5. The Assessee raised various grounds on merit as well as on legal The Assessee also raised additional grounds of appeal challenging the legality of the passing of the assessment order. The Assessee on merit also relied upon various judgments of the Tribunal including in the cases of M/s Noble Corporation vs. ITO, Ward 33(1)(1), Mumbai in ITA Nos. 6962 and 6963-Mum-2017 decided on dated 4.4.2018 and in the case of M/s Paramshakti Distributor Pvt vs. ACIT, Cent. Cir.-45, Mumbai in ITA No. 8748/Mum/2010 and ITA No. 9223 & 9224/Mum/2010 decided on dated 09.10.2015 etc. and claimed that the Assessee has already shown the profit and accounted the amount of the purchase consideration and therefore, no such addition is warranted.
6. On the contrary, the ld. DR refuted the claim of the Assessee.
7. Having heard the parties and perused the material available on record, It has been observed that the Assessee before the AO, himself has admitted his inability to produce the parties from whom the alleged purchases have been made and shown and in fact vide letter dated 26th May, 2015, requested the AO to consider the gross profit as determined and make additions to the returned income and therefore, in the constrained circumstances, the AO made the addition of an amount of Rs. 7,71,833/- (12.99 % of Rs. 59,41,753/-) as embodied in the said purchases and on appeal, the ld. CIT(A) reduced the addition and restricted to 12.5% of the unproved/non-genuine purchases. Even otherwise in the cases relied upon by the Assessee, the Hon’ble Co-ordinate Benches of the Tribunal restricted the addition qua bogus purchases @ 6 to 7 % of the sales, hence, considering the peculiar facts and circumstances, I deem it appropriate to direct the AO to restrict the addition being profit embodied, from 12.5% to 6% of the alleged purchases made. Consequently the addition is confirmed only to the extent of 6% of the purchases made.
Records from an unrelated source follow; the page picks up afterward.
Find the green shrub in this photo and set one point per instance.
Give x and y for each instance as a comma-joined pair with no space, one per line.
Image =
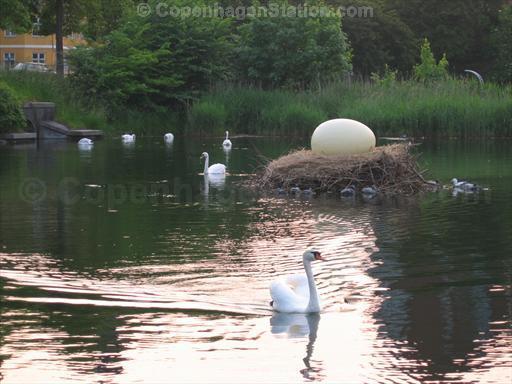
428,70
208,117
11,116
299,119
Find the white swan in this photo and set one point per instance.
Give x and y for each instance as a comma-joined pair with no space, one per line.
85,143
227,143
168,138
464,185
128,138
297,293
215,169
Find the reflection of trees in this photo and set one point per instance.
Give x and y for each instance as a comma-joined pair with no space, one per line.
439,258
88,338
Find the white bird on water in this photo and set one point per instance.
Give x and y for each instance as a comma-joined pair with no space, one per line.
85,142
127,138
297,293
215,169
227,143
464,185
168,138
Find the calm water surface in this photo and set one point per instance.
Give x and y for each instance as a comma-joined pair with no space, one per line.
124,265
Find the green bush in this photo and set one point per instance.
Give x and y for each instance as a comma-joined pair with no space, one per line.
292,52
156,63
208,117
293,119
11,116
428,70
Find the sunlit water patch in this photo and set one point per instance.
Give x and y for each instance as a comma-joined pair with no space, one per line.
137,269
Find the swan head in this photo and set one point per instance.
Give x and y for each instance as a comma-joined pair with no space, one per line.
312,255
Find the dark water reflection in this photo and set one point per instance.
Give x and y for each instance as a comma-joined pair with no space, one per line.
123,264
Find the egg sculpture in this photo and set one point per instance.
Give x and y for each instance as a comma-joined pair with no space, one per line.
342,137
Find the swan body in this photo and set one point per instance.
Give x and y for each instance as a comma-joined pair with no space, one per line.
349,191
168,137
227,143
128,138
370,191
464,185
85,142
295,190
297,293
215,169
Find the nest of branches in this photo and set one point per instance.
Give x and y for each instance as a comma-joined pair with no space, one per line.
392,169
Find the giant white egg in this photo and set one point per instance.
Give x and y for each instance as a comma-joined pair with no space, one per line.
342,137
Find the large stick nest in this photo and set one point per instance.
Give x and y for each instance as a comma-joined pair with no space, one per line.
391,168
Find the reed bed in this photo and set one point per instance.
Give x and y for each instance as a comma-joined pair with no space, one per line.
392,169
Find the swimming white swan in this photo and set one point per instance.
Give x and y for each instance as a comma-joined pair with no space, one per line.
464,185
227,143
85,142
128,138
215,169
297,293
169,138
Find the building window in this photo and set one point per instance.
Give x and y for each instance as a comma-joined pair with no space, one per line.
38,57
9,56
9,60
36,27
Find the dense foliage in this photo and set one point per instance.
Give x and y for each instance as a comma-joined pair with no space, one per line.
292,51
155,62
11,117
501,45
428,69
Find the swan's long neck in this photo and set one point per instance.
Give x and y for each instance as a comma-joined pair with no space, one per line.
314,303
206,165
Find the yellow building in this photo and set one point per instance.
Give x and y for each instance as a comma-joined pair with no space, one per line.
32,48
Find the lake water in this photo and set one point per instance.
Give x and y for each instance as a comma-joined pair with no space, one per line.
123,265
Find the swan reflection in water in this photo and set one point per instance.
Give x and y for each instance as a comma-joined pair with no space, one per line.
299,325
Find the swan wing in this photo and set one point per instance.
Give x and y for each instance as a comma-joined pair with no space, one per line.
217,168
299,285
285,297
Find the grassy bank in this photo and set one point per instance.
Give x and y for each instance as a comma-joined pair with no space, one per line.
74,112
33,86
450,108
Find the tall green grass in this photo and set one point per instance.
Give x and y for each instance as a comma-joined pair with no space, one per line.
448,108
34,86
76,113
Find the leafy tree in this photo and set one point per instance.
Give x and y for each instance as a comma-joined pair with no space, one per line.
15,15
387,78
380,39
156,62
292,51
428,70
501,43
461,28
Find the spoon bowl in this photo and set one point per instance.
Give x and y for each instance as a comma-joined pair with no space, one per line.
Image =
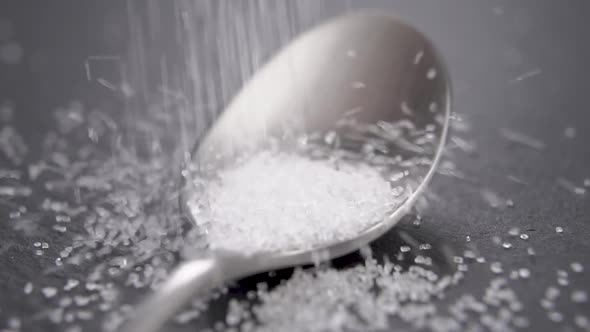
365,86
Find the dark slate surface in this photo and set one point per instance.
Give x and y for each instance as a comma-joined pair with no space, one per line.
488,46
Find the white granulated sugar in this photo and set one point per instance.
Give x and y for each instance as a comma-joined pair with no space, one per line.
280,202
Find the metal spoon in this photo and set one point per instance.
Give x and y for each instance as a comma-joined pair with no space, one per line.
353,78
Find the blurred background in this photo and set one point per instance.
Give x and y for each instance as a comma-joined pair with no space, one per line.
154,75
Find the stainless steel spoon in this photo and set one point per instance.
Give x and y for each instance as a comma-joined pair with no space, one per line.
366,79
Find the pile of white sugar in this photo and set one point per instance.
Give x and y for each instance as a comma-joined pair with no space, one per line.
282,202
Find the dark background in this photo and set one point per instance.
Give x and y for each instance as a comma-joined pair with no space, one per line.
488,45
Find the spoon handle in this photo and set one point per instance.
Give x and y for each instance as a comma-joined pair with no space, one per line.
191,277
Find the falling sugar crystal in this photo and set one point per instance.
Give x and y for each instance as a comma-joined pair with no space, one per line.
521,139
28,289
555,316
514,231
431,74
579,296
569,132
577,267
524,273
49,292
570,186
496,267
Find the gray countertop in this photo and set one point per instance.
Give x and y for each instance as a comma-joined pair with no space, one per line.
517,67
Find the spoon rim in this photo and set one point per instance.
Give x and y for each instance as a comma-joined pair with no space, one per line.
337,248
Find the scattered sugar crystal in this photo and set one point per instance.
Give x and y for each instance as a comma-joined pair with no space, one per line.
552,293
496,267
71,284
514,231
579,296
569,132
431,74
49,291
358,85
425,246
14,323
571,186
555,316
305,204
28,289
469,254
577,267
524,273
582,321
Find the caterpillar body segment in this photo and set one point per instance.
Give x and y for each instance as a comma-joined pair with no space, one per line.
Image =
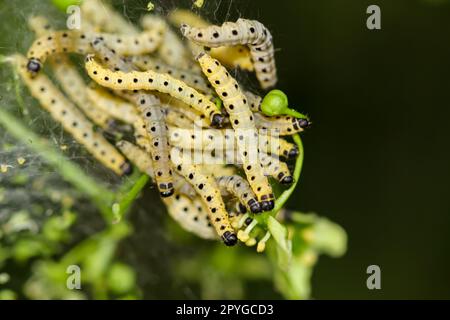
69,78
231,56
172,50
276,168
151,80
193,80
73,121
282,125
206,187
154,121
239,187
191,215
243,31
73,41
111,105
242,120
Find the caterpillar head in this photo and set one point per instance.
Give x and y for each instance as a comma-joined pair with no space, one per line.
34,65
229,238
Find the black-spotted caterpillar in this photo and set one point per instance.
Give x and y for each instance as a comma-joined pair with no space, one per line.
241,119
243,31
151,80
73,121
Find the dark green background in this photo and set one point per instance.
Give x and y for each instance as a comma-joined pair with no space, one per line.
377,157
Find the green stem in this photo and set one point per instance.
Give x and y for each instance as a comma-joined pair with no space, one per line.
284,197
127,200
63,4
68,170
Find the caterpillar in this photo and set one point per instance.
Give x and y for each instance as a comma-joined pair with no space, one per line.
206,139
191,215
151,80
238,186
73,121
241,119
101,14
72,41
276,168
191,79
207,188
282,125
233,57
69,78
143,161
172,50
111,105
153,115
246,32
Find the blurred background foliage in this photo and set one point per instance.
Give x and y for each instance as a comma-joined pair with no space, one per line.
376,163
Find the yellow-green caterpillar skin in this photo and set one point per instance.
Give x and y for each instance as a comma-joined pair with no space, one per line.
242,120
73,121
111,105
206,187
243,31
239,187
79,42
154,121
150,80
101,14
69,78
277,169
191,215
191,79
281,125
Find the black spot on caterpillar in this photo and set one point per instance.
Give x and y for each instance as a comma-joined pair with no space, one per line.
153,116
243,31
282,125
239,187
242,120
191,215
207,188
72,119
69,78
111,105
231,56
71,41
276,168
151,80
191,79
172,50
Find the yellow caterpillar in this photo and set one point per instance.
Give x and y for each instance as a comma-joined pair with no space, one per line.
282,125
238,186
276,168
207,188
69,78
73,121
241,119
193,80
100,14
172,50
233,57
79,42
191,215
154,121
111,105
246,32
151,80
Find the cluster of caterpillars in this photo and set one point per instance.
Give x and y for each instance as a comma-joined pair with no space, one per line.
198,133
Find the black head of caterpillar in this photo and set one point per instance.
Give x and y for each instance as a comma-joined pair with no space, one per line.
34,65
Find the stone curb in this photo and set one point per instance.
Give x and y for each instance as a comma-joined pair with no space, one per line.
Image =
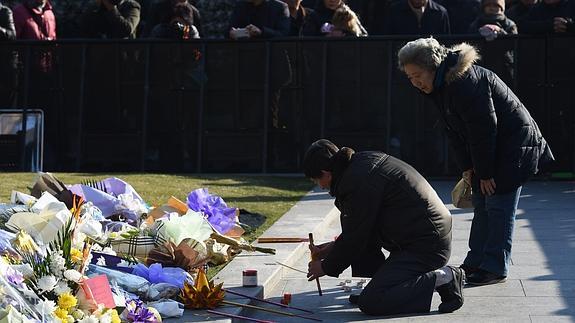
313,214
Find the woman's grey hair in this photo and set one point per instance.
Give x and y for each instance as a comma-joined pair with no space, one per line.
426,53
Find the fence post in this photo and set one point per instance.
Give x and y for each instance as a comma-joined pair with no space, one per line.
266,108
25,109
144,136
81,108
200,138
323,87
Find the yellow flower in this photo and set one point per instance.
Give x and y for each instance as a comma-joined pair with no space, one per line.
61,314
67,301
76,255
24,243
115,317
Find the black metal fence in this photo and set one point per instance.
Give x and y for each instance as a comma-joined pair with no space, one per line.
255,106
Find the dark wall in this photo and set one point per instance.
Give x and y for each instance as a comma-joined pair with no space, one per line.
256,106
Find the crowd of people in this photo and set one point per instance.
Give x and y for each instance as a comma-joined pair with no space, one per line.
237,19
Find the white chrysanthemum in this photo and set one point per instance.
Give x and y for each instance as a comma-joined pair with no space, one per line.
106,318
45,308
28,293
101,261
89,319
57,264
62,287
47,283
25,269
124,263
109,251
73,275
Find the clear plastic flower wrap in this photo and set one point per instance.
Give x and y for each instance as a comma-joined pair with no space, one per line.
161,291
168,308
9,295
128,282
158,274
7,210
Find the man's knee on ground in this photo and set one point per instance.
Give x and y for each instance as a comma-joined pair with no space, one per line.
375,304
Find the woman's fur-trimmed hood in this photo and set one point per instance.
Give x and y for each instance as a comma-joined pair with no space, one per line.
468,55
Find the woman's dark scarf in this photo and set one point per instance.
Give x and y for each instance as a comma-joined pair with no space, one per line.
448,62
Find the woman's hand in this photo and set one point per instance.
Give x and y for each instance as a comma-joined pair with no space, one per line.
314,270
487,186
467,175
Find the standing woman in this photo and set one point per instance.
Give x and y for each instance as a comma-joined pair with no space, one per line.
497,144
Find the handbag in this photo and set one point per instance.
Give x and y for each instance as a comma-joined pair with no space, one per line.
461,195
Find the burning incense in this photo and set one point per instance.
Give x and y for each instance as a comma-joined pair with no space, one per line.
317,279
271,310
268,302
238,317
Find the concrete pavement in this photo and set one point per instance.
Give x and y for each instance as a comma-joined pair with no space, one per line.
540,286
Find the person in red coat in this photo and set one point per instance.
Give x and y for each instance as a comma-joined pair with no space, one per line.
34,19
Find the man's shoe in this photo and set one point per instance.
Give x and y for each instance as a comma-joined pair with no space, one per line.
468,269
452,292
482,277
354,298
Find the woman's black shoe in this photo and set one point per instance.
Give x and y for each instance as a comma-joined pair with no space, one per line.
452,292
354,299
482,277
468,269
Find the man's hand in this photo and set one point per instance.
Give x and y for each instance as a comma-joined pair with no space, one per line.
253,30
314,270
467,175
487,186
559,24
319,252
106,3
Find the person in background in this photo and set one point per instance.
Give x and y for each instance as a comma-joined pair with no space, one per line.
321,20
35,20
416,17
385,203
461,14
8,60
259,19
216,16
490,24
548,17
345,23
520,10
492,21
160,12
112,19
299,16
321,17
180,25
497,145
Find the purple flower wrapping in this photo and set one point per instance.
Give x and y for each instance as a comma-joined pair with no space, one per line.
218,213
138,312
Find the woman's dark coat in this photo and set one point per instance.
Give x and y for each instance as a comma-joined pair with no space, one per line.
384,202
489,128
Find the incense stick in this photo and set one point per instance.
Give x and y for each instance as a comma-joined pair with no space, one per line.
317,279
268,302
292,268
270,310
282,240
238,317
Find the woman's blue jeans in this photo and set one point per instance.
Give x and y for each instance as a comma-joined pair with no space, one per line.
492,231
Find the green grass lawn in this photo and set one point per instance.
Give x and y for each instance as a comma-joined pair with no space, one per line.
271,196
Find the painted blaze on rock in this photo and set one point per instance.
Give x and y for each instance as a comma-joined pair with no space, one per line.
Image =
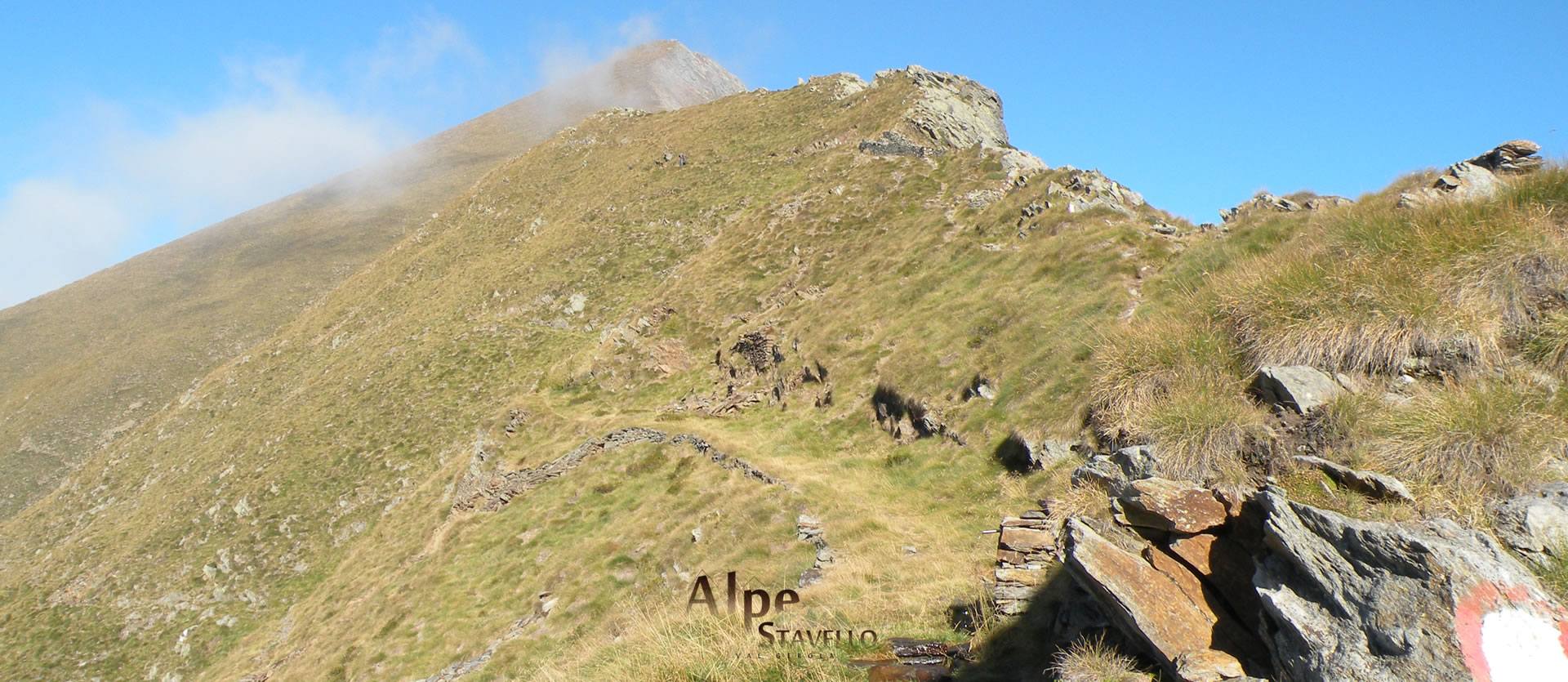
1366,601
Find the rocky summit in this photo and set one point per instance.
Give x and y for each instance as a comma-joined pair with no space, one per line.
653,377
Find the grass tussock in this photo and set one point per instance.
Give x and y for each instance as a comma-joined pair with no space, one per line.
1445,284
1092,661
1494,436
1547,344
1176,383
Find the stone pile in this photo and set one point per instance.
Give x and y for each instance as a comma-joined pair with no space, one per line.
1024,554
1477,177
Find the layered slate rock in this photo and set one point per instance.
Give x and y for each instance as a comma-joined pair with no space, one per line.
1167,506
1479,177
1365,482
1535,524
1298,388
1363,601
1160,605
1022,554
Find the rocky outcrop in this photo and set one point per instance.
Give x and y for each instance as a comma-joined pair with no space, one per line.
466,666
1228,584
1024,552
894,145
1477,177
954,112
1365,482
1019,163
496,489
1535,524
1087,190
1366,601
1297,388
1267,203
751,372
1169,506
1160,604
However, I clarify that in any case, if the alleged purchases and profit embedded therein have already shown and offered to tax at higher rate, as claimed by the Assessee and has been considered by the AO, then the addition shall be restricted to the amount already offered to tax by the Assessee and the Assessee shall not be entitled for any refund.
As I decided the appeal on merits, hence not dwelling into other grounds of appeal, as the same would prove futile exercise.
8. In the result, both the appeals filed by the Assessee are partly allowed in the same terms.
Orders pronounced in the open court on 10th Oct, 2023.